# Creepy kids room!!!! Stage 1 Haunted Fay...



## 22606 (Aug 11, 2008)

With the lights off, your setup looks wicked


----------



## liuoliveira (Oct 2, 2008)

Thanks Garthgoyle


----------



## halloween71 (Apr 22, 2007)

Love it!!!!


----------



## witchymom (Oct 6, 2008)

oh thats great!


----------



## mommyto3 (Aug 24, 2009)

Definitely creepy!! Great job!


----------



## The Halloween Lady (Jul 17, 2010)

Very nice, I can't wait to see your whole set up!


----------



## jenscats5 (Oct 16, 2010)

Ohhh Jeebus!! Totally creepy!!


----------



## emoviecostumes (Aug 17, 2011)

Very Creepy!!! Especially the kid in the bed, freaky stuff! Nice work!


----------



## madame_mcspanky (Sep 21, 2010)

That kid's face is so scary- Love it!


----------



## Tannasgach (Nov 1, 2009)

Great job on the crib!
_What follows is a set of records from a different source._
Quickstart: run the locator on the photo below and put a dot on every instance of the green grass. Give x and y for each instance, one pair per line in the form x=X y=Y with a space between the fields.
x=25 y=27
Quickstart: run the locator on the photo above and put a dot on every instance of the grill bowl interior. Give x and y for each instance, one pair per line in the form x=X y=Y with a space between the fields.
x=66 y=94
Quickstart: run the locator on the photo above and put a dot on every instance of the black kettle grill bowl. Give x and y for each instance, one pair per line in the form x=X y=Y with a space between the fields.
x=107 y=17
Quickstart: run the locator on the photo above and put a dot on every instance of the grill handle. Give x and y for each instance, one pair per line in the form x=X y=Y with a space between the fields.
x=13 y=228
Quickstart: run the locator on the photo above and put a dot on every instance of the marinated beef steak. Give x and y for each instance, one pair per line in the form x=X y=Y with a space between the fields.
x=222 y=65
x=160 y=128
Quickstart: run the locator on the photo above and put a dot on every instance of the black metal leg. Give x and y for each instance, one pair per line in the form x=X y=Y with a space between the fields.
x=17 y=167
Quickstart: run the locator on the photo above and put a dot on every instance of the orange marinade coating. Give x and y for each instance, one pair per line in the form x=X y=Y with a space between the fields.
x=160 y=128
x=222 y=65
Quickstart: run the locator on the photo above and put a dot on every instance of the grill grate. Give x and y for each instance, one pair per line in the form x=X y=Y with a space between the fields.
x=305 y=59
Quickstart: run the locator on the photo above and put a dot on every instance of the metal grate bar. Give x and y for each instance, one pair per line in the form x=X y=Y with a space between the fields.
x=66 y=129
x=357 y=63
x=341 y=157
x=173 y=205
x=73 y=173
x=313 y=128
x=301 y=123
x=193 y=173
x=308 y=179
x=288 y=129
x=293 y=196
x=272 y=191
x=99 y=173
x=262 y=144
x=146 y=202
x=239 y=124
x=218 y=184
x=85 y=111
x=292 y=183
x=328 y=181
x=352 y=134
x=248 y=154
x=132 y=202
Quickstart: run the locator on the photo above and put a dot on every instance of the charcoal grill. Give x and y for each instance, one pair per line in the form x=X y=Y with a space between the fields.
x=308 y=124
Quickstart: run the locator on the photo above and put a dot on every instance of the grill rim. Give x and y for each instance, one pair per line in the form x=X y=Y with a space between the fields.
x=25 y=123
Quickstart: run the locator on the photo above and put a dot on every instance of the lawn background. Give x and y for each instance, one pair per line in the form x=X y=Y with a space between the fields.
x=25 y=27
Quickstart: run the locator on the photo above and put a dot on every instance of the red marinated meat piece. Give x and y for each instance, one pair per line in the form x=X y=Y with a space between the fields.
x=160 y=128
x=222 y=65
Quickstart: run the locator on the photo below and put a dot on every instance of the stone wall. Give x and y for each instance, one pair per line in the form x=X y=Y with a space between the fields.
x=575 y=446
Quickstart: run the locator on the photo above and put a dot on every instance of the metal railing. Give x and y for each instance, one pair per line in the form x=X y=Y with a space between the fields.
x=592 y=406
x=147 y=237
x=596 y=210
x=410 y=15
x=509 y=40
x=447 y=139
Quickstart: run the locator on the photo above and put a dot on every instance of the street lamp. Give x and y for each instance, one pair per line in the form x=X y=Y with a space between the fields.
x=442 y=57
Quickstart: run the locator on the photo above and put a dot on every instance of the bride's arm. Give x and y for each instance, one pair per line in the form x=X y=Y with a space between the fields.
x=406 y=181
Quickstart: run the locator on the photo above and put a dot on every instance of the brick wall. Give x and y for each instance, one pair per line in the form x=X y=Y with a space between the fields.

Love how you have the bloody fingerprints on the rail.


----------



## liuoliveira (Oct 2, 2008)

Thanks all my Halloween forum friends..I will post all my stages rooms.


----------



## kingcoop80 (Jul 21, 2011)

Very creppy


----------



## acfink (May 31, 2010)

I like it CREEPY!!!!!!!!


----------



## Trinity1 (Sep 5, 2009)

Looks awesome!!!


----------



## DaveintheGrave (Feb 12, 2004)

Yep! Sure is creepy all right! Nice job!


----------



## Teresa M (Aug 11, 2011)

Wow! That is crazy! In more ways than one. I have been working on a creepy play room in my head for the past few days. I actually got on to the forum now to get some thoughts/advice on it! Yours is really great though and I may borrow some of that!


----------



## liuoliveira (Oct 2, 2008)

Thanks all my Halloween Forum friends .. .♥ ♥ ♥ Your opinion is very important for me.


----------



## boo who? (Feb 28, 2005)

What?! No body parts mobile?!

Great job. The kid is VERY creepy!


----------



## Teresa M (Aug 11, 2011)

boo who? said:


> What?! No body parts mobile?!


Oooohhhh; great idea!!!


----------



## liuoliveira (Oct 2, 2008)

What?! No body parts mobile?! 
My zombie boy's head rotates, the eyes blinks, and it laughs!!!
Video test on youtube

http://youtu.be/T1lcNKozBDY


----------



## boogybaby (Jun 6, 2011)

i love it!
where did you get the bed from for the kids room?
i wonder if it can be made from PVC and painted to look like old rusty metal....hhhmmmm hamster wheel is turning lol.....


----------



## liuoliveira (Oct 2, 2008)

(Boogybaby )
i love it!
where did you get the bed from for the kids room?
i wonder if it can be made from PVC and painted to look like old rusty metal....hhhmmmm hamster wheel is turning lol.....)

The kids bed is actually an old baby crib that I got for free from a neighbor many years ago.


----------



## Kymmm (Oct 1, 2009)

It looks fantastic!! I've seen some professional haunts that don't look that good! GREAT job!!


----------